Mechanisms of lignin derived inhibition in hydrolysis of pretreated biomass at low enzyme loadings

The recalcitrance of lignocellulosic biomass materials with respect to enzyme hydrolysis is caused by structural factors and the interrelated effects of enzyme inhibitors.  While liquid hot water, dilute acid, steam explosion, ionic fluid or alkaline pretreatments result in high conversion, these are insufficient for achieving low enzyme loadings due to inhibition effects.  The products of cellulose hydrolysis - cellobiose and glucose – are known to inhibit cellulases and beta-glucosidases, with lignin-derived phenolics amplifying the overall inhibition effects.  Further, lignin exposed through pretreatment interferes with hydrolysis by adsorbing cellulases and beta-glucosidases.  The combined effects result in a conundrum:  increasing severity of pretreatment, whether by chemical addition or hydrothermal conditions, results in significantly enhanced enzyme hydrolysis  but also requires higher enzyme loadings.
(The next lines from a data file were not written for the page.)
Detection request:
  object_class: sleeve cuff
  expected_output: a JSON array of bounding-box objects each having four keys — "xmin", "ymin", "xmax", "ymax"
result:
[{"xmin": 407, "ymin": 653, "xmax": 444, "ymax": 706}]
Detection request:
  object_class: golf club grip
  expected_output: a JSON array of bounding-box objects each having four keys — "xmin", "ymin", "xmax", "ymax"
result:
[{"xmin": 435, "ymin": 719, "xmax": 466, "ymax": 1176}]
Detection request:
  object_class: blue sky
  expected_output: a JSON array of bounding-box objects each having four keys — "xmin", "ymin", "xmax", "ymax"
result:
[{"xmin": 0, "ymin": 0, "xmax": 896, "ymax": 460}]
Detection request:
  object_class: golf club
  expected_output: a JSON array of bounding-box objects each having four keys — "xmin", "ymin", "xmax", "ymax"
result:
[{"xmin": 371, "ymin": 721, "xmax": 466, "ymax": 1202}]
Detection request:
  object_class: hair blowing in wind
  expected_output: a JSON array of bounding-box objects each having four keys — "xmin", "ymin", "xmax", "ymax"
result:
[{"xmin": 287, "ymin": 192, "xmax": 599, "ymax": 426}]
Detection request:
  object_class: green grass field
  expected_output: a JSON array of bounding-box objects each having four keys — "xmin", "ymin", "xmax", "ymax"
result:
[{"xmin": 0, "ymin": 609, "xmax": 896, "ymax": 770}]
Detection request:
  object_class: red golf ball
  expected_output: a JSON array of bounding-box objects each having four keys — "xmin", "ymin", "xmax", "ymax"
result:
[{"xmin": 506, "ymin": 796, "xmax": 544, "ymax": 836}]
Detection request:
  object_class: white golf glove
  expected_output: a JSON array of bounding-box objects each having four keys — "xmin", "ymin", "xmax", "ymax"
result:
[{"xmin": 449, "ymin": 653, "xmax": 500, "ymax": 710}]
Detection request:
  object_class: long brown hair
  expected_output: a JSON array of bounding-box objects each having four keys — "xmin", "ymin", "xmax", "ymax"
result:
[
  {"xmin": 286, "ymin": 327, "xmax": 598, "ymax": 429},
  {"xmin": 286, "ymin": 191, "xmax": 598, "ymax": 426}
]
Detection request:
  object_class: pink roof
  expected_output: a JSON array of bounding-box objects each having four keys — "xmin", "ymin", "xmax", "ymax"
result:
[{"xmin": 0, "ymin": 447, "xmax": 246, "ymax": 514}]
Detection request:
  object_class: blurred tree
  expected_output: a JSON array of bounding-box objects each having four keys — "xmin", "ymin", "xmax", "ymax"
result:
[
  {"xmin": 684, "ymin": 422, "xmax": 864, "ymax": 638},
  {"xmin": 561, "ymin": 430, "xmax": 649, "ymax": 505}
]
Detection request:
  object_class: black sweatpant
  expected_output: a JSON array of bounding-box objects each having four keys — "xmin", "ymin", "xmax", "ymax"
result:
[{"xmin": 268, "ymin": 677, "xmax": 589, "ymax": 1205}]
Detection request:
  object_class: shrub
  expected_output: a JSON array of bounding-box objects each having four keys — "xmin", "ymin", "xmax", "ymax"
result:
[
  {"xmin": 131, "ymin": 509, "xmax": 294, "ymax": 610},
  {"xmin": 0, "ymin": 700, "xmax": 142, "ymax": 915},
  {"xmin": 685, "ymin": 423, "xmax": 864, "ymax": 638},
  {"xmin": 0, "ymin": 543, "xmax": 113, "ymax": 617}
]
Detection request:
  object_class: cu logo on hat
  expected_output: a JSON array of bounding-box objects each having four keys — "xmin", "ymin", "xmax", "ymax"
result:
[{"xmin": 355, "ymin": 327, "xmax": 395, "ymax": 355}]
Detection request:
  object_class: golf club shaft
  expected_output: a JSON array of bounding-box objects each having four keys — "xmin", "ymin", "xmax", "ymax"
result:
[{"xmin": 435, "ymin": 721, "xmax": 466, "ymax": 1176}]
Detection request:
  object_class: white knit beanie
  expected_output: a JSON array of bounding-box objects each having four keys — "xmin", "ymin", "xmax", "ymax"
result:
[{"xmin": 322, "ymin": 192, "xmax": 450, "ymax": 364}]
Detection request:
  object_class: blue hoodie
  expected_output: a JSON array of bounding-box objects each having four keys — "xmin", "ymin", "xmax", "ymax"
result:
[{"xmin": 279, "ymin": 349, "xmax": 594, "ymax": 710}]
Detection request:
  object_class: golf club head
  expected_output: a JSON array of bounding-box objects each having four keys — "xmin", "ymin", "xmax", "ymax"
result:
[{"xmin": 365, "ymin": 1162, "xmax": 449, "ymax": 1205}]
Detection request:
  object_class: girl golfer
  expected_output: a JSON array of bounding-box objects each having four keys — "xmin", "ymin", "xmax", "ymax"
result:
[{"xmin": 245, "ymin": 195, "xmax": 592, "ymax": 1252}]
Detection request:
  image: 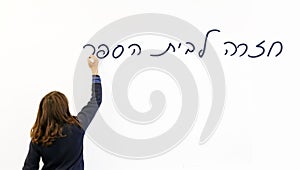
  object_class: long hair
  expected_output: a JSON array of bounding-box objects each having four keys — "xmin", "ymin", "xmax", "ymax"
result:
[{"xmin": 30, "ymin": 91, "xmax": 81, "ymax": 146}]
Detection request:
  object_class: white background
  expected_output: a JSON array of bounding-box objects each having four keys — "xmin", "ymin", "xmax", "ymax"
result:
[{"xmin": 0, "ymin": 0, "xmax": 300, "ymax": 170}]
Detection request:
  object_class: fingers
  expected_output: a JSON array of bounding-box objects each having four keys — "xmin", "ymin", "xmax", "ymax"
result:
[{"xmin": 88, "ymin": 55, "xmax": 98, "ymax": 64}]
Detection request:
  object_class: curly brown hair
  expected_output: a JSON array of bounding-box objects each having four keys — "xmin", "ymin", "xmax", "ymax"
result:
[{"xmin": 30, "ymin": 91, "xmax": 81, "ymax": 146}]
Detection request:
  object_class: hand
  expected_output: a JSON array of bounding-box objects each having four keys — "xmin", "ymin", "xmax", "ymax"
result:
[{"xmin": 88, "ymin": 55, "xmax": 99, "ymax": 75}]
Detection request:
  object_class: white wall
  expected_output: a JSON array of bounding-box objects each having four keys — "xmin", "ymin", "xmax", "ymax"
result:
[{"xmin": 0, "ymin": 0, "xmax": 300, "ymax": 170}]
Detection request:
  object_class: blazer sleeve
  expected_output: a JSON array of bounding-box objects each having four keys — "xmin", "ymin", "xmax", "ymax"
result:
[{"xmin": 77, "ymin": 75, "xmax": 102, "ymax": 130}]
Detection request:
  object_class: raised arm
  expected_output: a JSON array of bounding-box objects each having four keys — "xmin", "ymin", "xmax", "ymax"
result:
[{"xmin": 77, "ymin": 55, "xmax": 102, "ymax": 130}]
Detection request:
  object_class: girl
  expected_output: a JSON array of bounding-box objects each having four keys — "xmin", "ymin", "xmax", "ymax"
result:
[{"xmin": 23, "ymin": 55, "xmax": 102, "ymax": 170}]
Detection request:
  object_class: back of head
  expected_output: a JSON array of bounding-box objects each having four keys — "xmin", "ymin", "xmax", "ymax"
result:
[{"xmin": 30, "ymin": 91, "xmax": 80, "ymax": 146}]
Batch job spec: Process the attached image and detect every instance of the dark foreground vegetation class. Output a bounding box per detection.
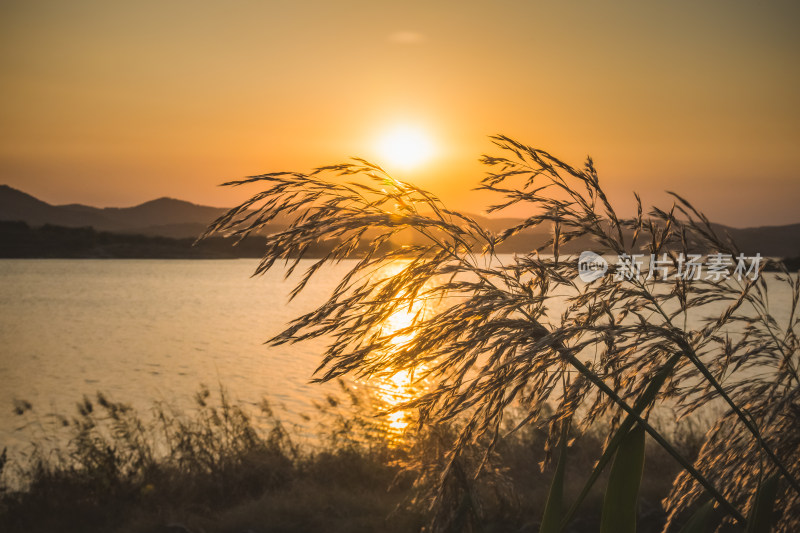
[0,388,703,533]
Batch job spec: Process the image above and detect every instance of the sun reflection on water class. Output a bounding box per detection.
[365,261,431,443]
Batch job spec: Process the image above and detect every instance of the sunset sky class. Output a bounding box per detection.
[0,0,800,227]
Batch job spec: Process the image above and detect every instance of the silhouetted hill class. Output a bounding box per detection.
[0,185,226,238]
[0,185,800,257]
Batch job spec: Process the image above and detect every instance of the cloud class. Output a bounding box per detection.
[389,31,425,44]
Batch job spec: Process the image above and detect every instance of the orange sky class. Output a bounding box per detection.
[0,0,800,227]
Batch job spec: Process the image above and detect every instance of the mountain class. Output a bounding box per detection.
[0,185,800,257]
[0,185,226,238]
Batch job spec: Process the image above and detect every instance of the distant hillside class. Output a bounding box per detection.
[0,185,226,238]
[0,185,800,257]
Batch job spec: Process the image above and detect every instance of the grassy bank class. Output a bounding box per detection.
[0,388,701,533]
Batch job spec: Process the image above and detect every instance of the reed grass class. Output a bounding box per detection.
[207,136,800,532]
[0,386,702,533]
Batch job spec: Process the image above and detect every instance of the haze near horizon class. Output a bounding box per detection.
[0,0,800,227]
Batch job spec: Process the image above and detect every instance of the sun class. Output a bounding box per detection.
[377,125,435,170]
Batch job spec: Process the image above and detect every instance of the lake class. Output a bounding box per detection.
[0,259,789,458]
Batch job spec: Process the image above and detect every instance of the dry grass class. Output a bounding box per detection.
[208,136,800,532]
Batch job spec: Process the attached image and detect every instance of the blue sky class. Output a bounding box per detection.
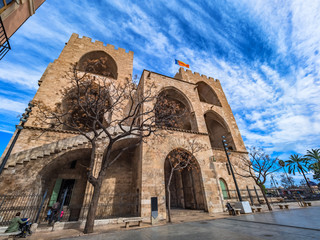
[0,0,320,185]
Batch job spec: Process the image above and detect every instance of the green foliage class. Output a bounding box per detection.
[309,162,320,181]
[304,148,320,162]
[286,154,308,175]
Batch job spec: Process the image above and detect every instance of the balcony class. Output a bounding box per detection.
[0,17,11,60]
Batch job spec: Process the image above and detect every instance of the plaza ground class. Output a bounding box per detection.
[0,201,320,240]
[60,207,320,240]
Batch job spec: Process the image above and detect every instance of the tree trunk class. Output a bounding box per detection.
[83,180,101,234]
[258,185,272,211]
[167,170,173,223]
[301,170,313,193]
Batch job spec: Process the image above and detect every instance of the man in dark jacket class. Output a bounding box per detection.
[5,212,29,233]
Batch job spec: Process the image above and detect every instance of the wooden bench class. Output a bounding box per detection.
[302,202,311,207]
[234,208,241,215]
[123,218,142,228]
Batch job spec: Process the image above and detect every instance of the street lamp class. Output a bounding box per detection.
[0,102,34,174]
[222,136,242,202]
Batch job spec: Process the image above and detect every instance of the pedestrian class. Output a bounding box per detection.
[49,201,60,224]
[5,212,29,233]
[60,210,64,219]
[46,207,52,221]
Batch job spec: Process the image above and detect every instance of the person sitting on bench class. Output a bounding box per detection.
[226,203,236,216]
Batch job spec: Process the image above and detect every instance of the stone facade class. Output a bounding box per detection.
[0,34,254,220]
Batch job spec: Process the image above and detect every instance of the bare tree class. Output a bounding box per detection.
[236,147,281,211]
[34,59,182,233]
[166,140,206,223]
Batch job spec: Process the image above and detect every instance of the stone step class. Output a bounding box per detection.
[171,209,208,216]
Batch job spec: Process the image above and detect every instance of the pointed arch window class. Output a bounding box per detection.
[197,82,221,107]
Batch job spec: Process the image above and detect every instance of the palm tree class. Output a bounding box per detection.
[304,148,320,163]
[286,154,312,192]
[309,162,320,180]
[278,160,294,188]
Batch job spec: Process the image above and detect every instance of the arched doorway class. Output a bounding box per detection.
[219,178,230,200]
[96,138,141,219]
[40,148,91,221]
[164,149,206,210]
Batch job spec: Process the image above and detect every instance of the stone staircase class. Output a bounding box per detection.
[171,208,209,217]
[0,127,132,170]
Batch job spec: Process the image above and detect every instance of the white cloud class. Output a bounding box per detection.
[0,97,26,113]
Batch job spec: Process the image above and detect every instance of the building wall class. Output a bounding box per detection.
[0,34,254,219]
[0,0,45,38]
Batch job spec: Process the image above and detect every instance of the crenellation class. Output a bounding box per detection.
[106,44,116,50]
[94,40,104,47]
[117,47,126,54]
[80,36,92,43]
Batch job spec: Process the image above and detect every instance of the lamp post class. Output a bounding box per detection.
[222,136,242,202]
[0,102,34,174]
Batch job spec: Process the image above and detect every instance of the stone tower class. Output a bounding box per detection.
[0,34,254,221]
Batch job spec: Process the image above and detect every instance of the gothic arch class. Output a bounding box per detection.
[39,148,91,221]
[164,148,207,210]
[156,87,198,131]
[219,178,230,200]
[61,83,112,131]
[78,51,118,79]
[197,82,221,107]
[204,111,236,150]
[97,137,141,218]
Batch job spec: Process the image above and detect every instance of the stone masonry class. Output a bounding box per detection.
[0,34,254,221]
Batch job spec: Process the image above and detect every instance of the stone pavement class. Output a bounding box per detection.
[60,207,320,240]
[0,201,320,240]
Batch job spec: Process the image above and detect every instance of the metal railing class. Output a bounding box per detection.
[0,193,140,226]
[0,194,47,226]
[0,17,11,60]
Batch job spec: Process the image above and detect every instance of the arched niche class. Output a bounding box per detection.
[197,82,221,107]
[204,111,236,150]
[155,88,198,131]
[164,148,207,210]
[58,81,111,132]
[219,178,230,200]
[78,51,118,79]
[39,148,91,221]
[96,137,141,219]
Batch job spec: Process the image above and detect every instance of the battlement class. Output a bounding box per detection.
[175,67,220,83]
[68,33,133,56]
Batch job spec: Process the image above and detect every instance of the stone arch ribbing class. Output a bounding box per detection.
[156,86,198,131]
[204,110,236,150]
[77,51,118,79]
[164,148,207,210]
[197,81,222,107]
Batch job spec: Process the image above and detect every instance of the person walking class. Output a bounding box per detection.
[5,212,29,233]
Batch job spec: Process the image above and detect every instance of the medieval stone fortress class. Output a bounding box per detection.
[0,34,254,225]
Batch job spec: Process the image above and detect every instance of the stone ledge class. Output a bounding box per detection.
[23,126,80,135]
[156,126,208,136]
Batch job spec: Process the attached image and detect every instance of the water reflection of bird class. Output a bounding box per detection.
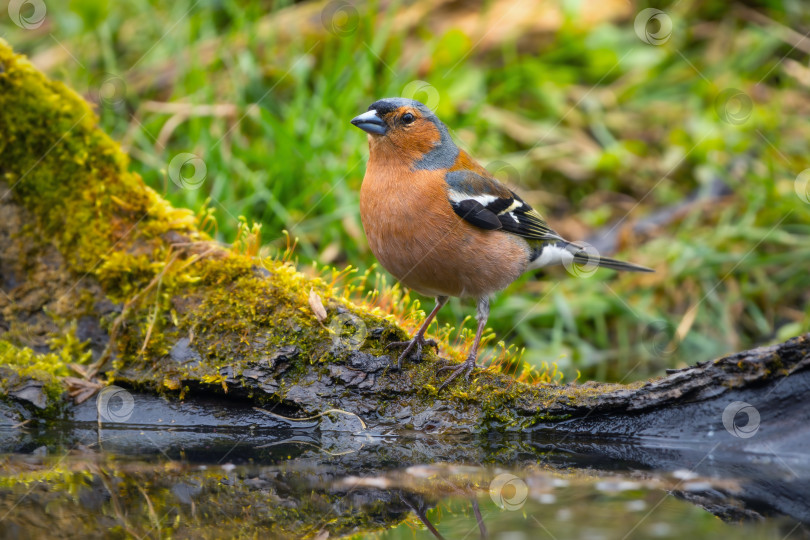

Excess enzymes, i.e., high enzyme loadings, are therefore needed if high yields from pretreated lignocellulosic substrates are to be achieved.  We report mechanisms by which lignin derived inhibitors negatively affect enzyme activity and show how the interactions between insoluble and soluble enzyme inhibitors mask the mechanisms involved in enzyme hydrolysis of pretreated biomass.  The identity of the inhibitors and the manner in which these molecules interact with cellulases, hemicellulases and beta-glucosidases will be discussed, together with approaches that show how enzyme loadings of 1 to 2 FPU/g total solids (after pretreatment) are sufficient to achieve 80% hydrolysis.  The current work utilizes results from our laboratory and other leading research facilities to define an integrated mechanistic framework for the complex interactions that both limit and enhance enzyme hydrolysis of cellulose.